United States
- Name: Yuba
- Namesake: Yuba River
- Owner: U.S. Engineers Department of the Army
- Builder: A. W. de Young Boat & Shipbuilding Company, Alameda, California
- Laid down: 19 November 1924
- Launched: 27 February 1925
- Sponsored by: Catherine Woolsey Dorst
- Completed: March 1925
- Commissioned: April 1925
- Fate: unknown

General characteristics
- Type: snagboat
- Tonnage: 410 GRT
- Length: 166 ft (51 m) o/a
- Beam: 37 ft 8 in (11.48 m)
- Draught: 5 ft 6 in (1.68 m)
- Installed power: 200 IHP
- Propulsion: steam, oil-fueled
- Complement: 30 (26 enlisted and 4 officers)

= Yuba (snagboat) =

Yuba was a wooden-hulled, stern-wheel steamship that served as a snagboat for the United States Army Corps of Engineers.

==History==
Yuba was a stern-wheeled, shallow draft steamship ordered by the United States Army Corps of Engineers) to serve as a snagboat on the Sacramento River.
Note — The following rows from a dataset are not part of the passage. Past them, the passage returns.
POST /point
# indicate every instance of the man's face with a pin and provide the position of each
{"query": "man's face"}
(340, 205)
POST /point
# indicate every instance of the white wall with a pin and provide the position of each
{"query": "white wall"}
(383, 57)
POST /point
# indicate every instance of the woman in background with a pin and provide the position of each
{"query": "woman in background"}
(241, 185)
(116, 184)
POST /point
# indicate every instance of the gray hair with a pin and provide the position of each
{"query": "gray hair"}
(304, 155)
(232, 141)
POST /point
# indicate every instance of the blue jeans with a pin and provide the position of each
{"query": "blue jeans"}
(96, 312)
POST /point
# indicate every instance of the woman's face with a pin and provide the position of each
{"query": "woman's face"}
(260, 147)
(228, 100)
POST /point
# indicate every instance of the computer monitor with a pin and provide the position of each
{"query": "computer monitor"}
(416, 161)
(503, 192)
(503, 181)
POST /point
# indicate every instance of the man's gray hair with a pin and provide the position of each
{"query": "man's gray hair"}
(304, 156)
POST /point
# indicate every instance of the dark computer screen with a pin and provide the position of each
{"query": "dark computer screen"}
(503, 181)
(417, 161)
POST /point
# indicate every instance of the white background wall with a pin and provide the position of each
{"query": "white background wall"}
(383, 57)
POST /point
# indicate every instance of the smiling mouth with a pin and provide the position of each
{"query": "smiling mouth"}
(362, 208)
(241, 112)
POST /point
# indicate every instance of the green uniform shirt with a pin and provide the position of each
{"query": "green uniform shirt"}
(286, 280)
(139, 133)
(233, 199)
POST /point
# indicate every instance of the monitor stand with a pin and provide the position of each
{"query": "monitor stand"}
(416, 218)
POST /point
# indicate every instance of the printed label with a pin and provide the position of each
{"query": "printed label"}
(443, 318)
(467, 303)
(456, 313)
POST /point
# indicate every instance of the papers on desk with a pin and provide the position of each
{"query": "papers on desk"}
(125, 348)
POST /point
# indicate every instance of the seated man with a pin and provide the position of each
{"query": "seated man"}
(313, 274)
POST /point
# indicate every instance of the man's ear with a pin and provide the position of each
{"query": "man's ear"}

Her namesake was the Yuba River, a tributary of the Feather River which was the principal tributary of the Sacramento River. The first snagboat on the Sacramento River, Seizer (240 GRT, 1881), had retired in 1921 and its replacement, Bear (242 GT, 1921), was in need of support. Yuba was laid down on 19 November 1924 at the Alameda, California shipyard of A. W. de Young Boat & Shipbuilding Company who won the contract with a bid price of $78,346. The ship was designed by Captain Thomas B. Foster. The engine from the retired snagboat Seizer was utilized. She was launched on 27 February 1925, completed in March 1925, and commissioned in April 1925. She carried a complement of 4 officers and 26 enlisted men. She worked primarily on the San Joaquin River, the Mokelumne River, and the Sacramento River. Her ultimate fate is unknown.